According to a report by Denver-based Western Energy Alliance, new federally regulated rules to regulate hydraulic fracturing (“fracking”) on public lands will cost around $1.5 billion for the energy industry to implement. The Alliance is pleading with Secretary of Interior Ken Salazar to put a hold on these new regulations.
If implemented, the new rules and regulations will “require significantly more permitting and operational expenses for companies drilling and completing oil and gas wells on federal lands,” says the economic firm John Dunham & Associates. The analysis estimates these new regulations could lead to nearly $1.3 billion in expenses dealing with new well permits and $273 million per year in costs dealing with workover for existing wells.
Fracking is largely criticized by by environmentalists who believe the process contaminates groundwater and also causes earthquakes, as it involves injecting water, sand and chemicals underground to fracture rock and release trapped natural gas and oil. The new regulations would require companies to “publicly disclose the chemicals used in hydraulic fracturing operations on public and Indian lands, with appropriate protections for proprietary information,” according to the Interior Department. This requirement is to keep the public more aware of what is going on around them, something that many shale-related companies often keep “hush-hush.”

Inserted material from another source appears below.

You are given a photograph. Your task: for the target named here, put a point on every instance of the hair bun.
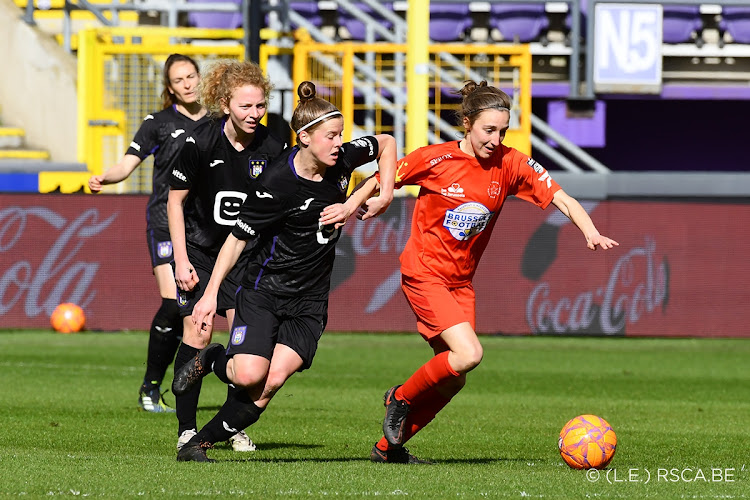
(306, 91)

Kathleen Sgamma, vice president of government and public affairs for the alliance does not agree with proposed new regulations. “States have been successfully regulating [fracking] for generations, including on federal lands with no incident of contamination that would necessitate redundant federal regulation,” says Sgamma. “BLM’s proposed [fracking] rule would impose a huge cost on society by diverting $1.6 billion annually away from investment in job creation into redundant regulation,” she added.
While it might not hurt to keep the government and general public “in the know,” there should be a cheaper way of going about this. It will be interesting to see whether or not the regulations pass and, if so, how it will benefit the industry and society as a whole. Although these drilling companies bring in a constant large flow of money on a daily basis, $1.5 billion is nothing to sneeze at. At the same time, more regulation of fracking might mean fewer accidents, short-term and long-term.